With some major achievements under its belt in the past including the start of a state-of-the-art blast furnace, India’s largest, at its IISCO Steel Plant (ISP) the offer for sale (OFS) to dump 5% of its equity (about 206 million shares) to raise $275 million was subscribed twice over, much of it bought by “heavyweight” institutional buyers such as the Life Insurance Corporation of India (LIC).
While the government called the over-subscription “positive,” some analysts were not so sure, pointing to the fact that LIC and some other banks had picked up about 45% of the shares that were available. This, despite the fact that retail investors had bid for more than twice the number of shares that were up.

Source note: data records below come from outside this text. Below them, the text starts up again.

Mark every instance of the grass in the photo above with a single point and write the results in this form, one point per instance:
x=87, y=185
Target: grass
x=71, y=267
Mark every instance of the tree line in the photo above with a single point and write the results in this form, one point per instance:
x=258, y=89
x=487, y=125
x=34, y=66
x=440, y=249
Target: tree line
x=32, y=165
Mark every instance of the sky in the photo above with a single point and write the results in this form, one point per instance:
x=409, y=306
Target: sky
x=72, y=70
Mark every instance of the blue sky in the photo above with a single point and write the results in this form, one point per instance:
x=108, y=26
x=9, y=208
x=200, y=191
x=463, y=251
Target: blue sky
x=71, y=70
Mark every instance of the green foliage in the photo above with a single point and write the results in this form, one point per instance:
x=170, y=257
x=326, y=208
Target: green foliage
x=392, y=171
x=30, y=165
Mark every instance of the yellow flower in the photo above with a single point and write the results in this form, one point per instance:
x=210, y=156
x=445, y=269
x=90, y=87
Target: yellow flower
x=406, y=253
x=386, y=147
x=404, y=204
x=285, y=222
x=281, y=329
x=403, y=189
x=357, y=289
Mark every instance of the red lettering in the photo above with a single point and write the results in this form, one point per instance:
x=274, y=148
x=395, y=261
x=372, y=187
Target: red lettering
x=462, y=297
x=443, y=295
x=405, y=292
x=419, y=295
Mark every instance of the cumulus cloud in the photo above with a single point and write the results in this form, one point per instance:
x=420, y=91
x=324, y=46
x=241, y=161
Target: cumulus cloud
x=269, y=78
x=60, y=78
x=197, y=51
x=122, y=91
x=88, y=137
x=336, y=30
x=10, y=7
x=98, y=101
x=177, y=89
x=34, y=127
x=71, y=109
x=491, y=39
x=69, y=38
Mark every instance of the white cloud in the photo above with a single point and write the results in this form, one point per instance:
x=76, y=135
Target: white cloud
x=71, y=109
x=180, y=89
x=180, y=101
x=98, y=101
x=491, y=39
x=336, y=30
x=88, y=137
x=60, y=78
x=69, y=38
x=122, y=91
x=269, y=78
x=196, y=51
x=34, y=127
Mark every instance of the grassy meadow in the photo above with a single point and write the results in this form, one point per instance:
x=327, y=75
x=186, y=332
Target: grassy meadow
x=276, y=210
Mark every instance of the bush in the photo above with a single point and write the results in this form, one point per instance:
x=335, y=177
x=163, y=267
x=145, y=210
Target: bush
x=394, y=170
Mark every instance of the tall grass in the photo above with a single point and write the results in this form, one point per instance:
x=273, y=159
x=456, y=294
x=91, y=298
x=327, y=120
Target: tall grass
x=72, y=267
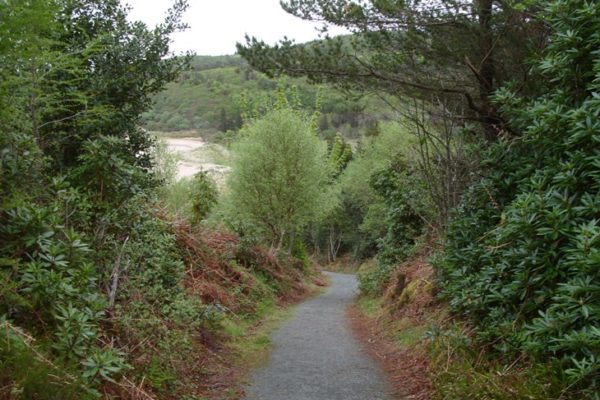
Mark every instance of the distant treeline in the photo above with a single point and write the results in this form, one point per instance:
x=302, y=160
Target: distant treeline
x=214, y=94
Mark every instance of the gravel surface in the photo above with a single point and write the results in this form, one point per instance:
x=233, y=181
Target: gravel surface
x=316, y=357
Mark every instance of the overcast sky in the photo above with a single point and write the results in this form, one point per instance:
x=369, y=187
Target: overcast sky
x=216, y=25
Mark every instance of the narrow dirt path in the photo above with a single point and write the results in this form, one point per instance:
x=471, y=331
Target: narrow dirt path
x=316, y=357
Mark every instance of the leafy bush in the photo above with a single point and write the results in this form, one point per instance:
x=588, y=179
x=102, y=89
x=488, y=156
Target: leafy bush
x=522, y=256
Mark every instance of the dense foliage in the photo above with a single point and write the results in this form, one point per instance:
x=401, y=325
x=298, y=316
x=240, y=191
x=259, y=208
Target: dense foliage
x=277, y=183
x=219, y=92
x=522, y=254
x=453, y=51
x=102, y=294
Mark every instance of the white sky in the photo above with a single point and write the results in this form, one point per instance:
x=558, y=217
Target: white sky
x=216, y=25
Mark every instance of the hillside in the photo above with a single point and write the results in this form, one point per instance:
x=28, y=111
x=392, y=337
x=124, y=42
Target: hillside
x=211, y=98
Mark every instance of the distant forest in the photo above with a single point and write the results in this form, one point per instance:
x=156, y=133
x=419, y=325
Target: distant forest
x=213, y=95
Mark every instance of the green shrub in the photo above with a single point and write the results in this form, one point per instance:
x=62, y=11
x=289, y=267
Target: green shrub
x=522, y=257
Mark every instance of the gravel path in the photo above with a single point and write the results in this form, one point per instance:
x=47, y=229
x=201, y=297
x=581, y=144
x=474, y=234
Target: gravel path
x=316, y=357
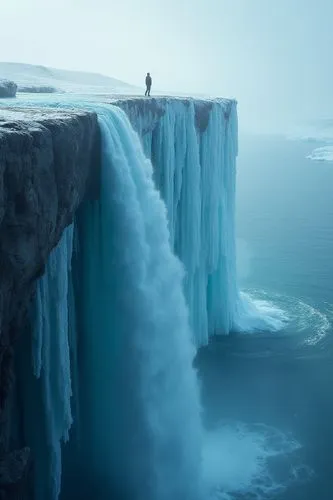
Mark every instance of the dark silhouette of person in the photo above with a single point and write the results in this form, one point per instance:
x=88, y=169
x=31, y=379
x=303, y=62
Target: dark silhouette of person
x=149, y=81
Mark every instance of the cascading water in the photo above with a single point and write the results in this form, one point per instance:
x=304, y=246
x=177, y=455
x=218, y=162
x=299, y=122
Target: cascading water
x=136, y=399
x=141, y=390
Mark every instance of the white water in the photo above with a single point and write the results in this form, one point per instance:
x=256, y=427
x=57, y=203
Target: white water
x=322, y=154
x=143, y=434
x=136, y=351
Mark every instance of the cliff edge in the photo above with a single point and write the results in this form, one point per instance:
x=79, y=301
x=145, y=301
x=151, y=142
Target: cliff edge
x=45, y=163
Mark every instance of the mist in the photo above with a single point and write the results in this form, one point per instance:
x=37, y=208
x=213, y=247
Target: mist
x=274, y=57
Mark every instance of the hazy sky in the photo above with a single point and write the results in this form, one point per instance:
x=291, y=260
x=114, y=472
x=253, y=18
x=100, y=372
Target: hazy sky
x=274, y=56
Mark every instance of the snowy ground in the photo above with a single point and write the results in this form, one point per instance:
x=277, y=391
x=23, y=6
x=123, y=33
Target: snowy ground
x=63, y=80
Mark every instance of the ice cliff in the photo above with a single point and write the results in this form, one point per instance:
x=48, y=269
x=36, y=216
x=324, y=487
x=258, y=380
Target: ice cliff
x=45, y=162
x=107, y=362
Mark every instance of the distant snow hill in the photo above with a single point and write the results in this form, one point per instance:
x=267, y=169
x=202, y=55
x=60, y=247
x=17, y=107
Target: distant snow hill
x=27, y=75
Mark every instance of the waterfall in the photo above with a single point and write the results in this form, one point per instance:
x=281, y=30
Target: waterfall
x=129, y=364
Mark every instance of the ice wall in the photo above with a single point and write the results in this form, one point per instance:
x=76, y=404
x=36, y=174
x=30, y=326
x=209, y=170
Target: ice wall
x=131, y=360
x=193, y=148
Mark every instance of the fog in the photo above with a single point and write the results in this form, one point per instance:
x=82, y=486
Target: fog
x=274, y=57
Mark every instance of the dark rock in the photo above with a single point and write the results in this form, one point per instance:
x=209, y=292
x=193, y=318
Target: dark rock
x=46, y=165
x=7, y=88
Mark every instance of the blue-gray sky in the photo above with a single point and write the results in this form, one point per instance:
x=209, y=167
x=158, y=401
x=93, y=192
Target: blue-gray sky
x=274, y=56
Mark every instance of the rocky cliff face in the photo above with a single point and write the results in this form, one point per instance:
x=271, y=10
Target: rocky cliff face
x=46, y=165
x=7, y=88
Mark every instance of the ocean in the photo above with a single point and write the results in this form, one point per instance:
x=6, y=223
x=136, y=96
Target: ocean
x=271, y=392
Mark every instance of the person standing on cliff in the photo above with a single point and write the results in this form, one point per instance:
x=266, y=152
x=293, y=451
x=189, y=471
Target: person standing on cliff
x=149, y=81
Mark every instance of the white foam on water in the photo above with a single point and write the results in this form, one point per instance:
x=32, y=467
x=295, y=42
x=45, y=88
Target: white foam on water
x=243, y=459
x=322, y=154
x=257, y=314
x=263, y=311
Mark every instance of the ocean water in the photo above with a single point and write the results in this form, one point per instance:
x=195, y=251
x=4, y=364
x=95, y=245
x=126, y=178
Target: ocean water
x=268, y=396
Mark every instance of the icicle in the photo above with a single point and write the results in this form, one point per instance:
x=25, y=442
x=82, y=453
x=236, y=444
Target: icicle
x=51, y=363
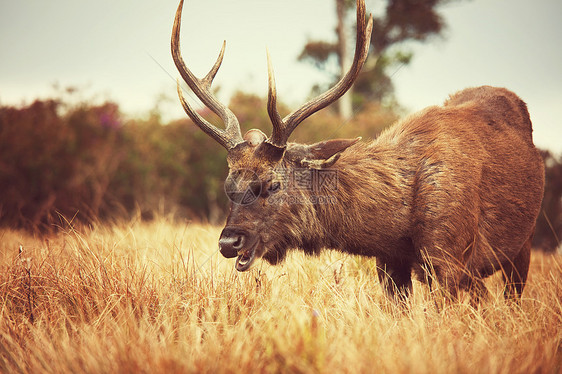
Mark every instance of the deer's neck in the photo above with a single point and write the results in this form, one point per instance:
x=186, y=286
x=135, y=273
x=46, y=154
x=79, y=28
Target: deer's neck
x=372, y=199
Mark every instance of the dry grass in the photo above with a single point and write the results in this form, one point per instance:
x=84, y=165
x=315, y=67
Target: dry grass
x=157, y=297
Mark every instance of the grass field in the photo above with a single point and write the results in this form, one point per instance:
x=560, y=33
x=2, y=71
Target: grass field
x=158, y=298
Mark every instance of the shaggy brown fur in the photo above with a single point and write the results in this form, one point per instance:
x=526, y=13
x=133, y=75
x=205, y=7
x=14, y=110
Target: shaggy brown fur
x=452, y=190
x=451, y=193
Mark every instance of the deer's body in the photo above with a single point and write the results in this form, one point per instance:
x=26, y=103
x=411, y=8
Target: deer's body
x=456, y=188
x=451, y=192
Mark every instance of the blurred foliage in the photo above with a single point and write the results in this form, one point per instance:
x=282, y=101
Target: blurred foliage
x=549, y=224
x=402, y=22
x=61, y=160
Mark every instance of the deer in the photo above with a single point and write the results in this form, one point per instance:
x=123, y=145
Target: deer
x=449, y=194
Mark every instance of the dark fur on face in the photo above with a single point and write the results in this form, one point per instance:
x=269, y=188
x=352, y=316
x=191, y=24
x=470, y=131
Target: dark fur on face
x=454, y=190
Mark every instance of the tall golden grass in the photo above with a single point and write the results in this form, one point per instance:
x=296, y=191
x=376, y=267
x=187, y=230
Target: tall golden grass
x=158, y=297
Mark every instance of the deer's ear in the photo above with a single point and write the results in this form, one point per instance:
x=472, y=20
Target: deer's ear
x=319, y=155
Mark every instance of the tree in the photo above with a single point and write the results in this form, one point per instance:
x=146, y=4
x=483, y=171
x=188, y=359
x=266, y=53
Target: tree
x=403, y=21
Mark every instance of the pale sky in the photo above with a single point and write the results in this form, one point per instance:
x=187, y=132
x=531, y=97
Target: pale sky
x=119, y=50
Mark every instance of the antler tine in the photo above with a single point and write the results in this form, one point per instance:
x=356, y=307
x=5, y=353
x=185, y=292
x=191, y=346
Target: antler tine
x=229, y=137
x=276, y=121
x=362, y=44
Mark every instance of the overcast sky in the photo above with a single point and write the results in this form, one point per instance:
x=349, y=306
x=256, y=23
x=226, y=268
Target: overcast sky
x=119, y=49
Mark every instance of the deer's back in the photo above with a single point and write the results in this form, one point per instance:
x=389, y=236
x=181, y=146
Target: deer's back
x=478, y=177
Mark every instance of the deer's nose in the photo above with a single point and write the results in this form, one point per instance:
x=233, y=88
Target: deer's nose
x=231, y=241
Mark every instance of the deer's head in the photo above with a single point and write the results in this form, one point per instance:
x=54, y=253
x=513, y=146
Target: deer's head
x=265, y=214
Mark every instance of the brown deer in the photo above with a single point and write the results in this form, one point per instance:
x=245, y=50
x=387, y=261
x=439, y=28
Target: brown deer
x=450, y=193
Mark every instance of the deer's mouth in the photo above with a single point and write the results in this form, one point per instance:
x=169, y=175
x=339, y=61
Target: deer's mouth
x=246, y=258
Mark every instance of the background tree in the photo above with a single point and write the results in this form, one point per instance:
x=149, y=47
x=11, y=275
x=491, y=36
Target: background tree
x=403, y=21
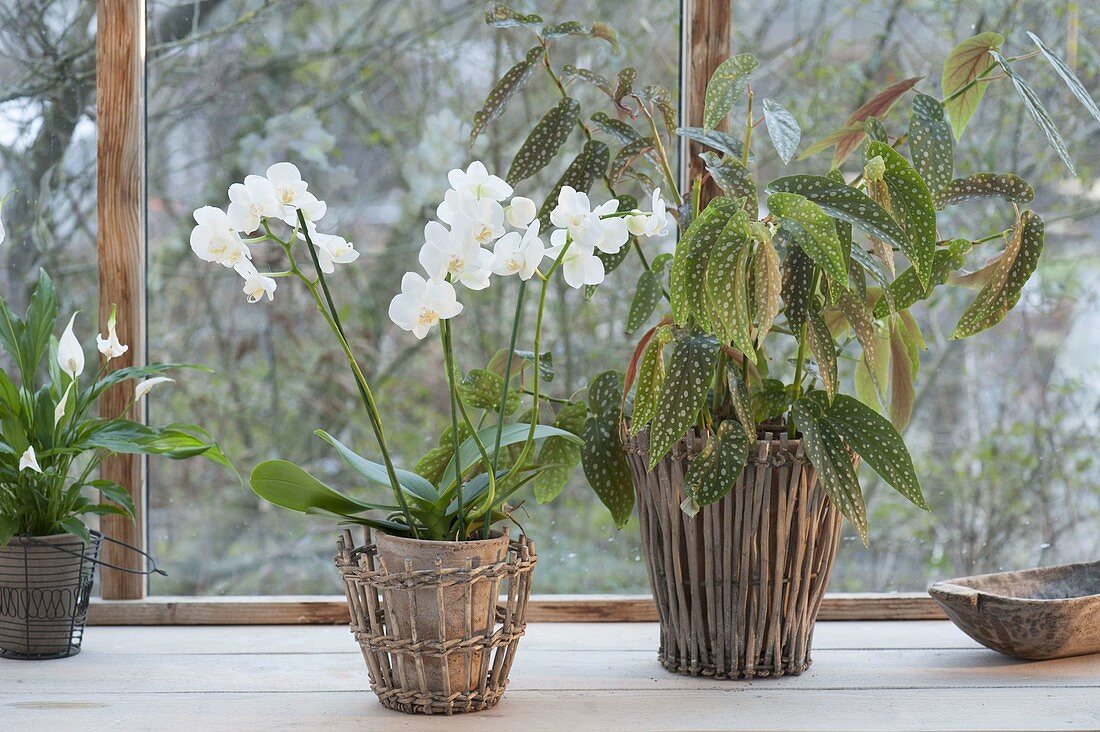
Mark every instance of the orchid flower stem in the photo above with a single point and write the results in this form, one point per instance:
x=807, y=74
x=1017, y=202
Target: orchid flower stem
x=332, y=316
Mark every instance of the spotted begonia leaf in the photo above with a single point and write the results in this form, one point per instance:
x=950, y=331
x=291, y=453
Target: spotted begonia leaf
x=726, y=85
x=1002, y=292
x=686, y=381
x=964, y=64
x=814, y=231
x=715, y=470
x=545, y=140
x=931, y=142
x=505, y=89
x=986, y=185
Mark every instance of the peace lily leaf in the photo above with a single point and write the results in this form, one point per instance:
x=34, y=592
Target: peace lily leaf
x=876, y=440
x=683, y=394
x=1002, y=292
x=1067, y=75
x=734, y=178
x=724, y=142
x=966, y=63
x=909, y=193
x=505, y=89
x=798, y=279
x=831, y=458
x=847, y=204
x=986, y=185
x=498, y=14
x=824, y=350
x=782, y=128
x=545, y=140
x=813, y=230
x=715, y=470
x=726, y=85
x=589, y=165
x=931, y=143
x=1036, y=111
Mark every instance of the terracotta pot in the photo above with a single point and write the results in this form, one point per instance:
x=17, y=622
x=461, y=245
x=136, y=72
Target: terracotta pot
x=415, y=612
x=45, y=582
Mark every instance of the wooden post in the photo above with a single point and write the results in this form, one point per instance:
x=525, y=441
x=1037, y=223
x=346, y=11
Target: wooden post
x=120, y=72
x=706, y=28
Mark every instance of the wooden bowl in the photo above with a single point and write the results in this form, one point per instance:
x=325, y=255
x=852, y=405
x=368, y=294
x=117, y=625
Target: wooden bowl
x=1036, y=614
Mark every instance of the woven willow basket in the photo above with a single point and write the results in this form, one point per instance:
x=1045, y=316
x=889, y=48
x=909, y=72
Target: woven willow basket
x=462, y=664
x=738, y=586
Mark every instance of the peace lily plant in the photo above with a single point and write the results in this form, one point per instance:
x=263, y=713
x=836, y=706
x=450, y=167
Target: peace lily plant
x=482, y=233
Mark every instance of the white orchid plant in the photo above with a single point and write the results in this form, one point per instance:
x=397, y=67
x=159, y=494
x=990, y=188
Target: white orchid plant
x=482, y=232
x=51, y=439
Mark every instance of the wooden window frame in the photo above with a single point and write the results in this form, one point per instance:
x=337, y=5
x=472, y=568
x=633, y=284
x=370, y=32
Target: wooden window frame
x=120, y=77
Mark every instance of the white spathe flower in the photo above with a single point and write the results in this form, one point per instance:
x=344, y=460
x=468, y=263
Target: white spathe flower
x=69, y=352
x=29, y=460
x=422, y=303
x=518, y=254
x=483, y=219
x=520, y=211
x=215, y=239
x=110, y=346
x=252, y=200
x=454, y=252
x=145, y=386
x=476, y=181
x=580, y=264
x=255, y=284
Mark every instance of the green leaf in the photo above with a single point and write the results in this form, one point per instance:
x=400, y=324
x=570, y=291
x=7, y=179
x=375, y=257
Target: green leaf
x=985, y=185
x=1012, y=272
x=1036, y=111
x=715, y=470
x=829, y=456
x=502, y=93
x=876, y=440
x=931, y=143
x=1067, y=75
x=814, y=231
x=726, y=85
x=683, y=394
x=545, y=140
x=964, y=64
x=909, y=193
x=783, y=130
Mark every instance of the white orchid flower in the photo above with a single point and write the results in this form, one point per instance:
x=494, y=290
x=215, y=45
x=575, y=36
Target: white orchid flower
x=255, y=284
x=69, y=352
x=29, y=460
x=482, y=219
x=520, y=211
x=476, y=181
x=110, y=346
x=215, y=239
x=145, y=386
x=580, y=264
x=252, y=200
x=519, y=254
x=422, y=303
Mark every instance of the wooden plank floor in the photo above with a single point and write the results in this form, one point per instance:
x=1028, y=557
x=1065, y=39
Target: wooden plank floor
x=921, y=675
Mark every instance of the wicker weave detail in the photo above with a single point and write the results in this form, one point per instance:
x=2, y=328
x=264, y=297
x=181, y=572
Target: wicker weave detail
x=437, y=675
x=738, y=586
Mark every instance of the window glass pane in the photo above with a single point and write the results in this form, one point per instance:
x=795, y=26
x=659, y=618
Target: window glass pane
x=373, y=101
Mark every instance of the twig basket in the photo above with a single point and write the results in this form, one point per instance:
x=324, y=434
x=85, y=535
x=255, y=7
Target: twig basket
x=45, y=583
x=428, y=646
x=738, y=586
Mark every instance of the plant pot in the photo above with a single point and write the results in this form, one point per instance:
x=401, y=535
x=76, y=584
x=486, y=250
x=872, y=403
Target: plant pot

With this sale, India has reembarked on it ambitious program to sell off some of the government’s stakes in state-run companies. The positive response from investors to the sale of SAIL shares could pave the way for forthcoming divestments, including a stock offering in Coal India Ltd., the world’s largest coal miner.
According to this report in The Business Standard, a year and a half ago the government had to work hard to sell a 5% stake in SAIL. A few hours before the issue was scheduled to close, the LIC bailed out what would have been a failed sale by buying a major chunk of unsold shares.
Last week, though, the market was bullish, and even retail investors bid for more than twice the number of shares on offer; but, “in spite of strong demand, LIC was the biggest participant once again, mopping up nearly 40% of the shares on offer.”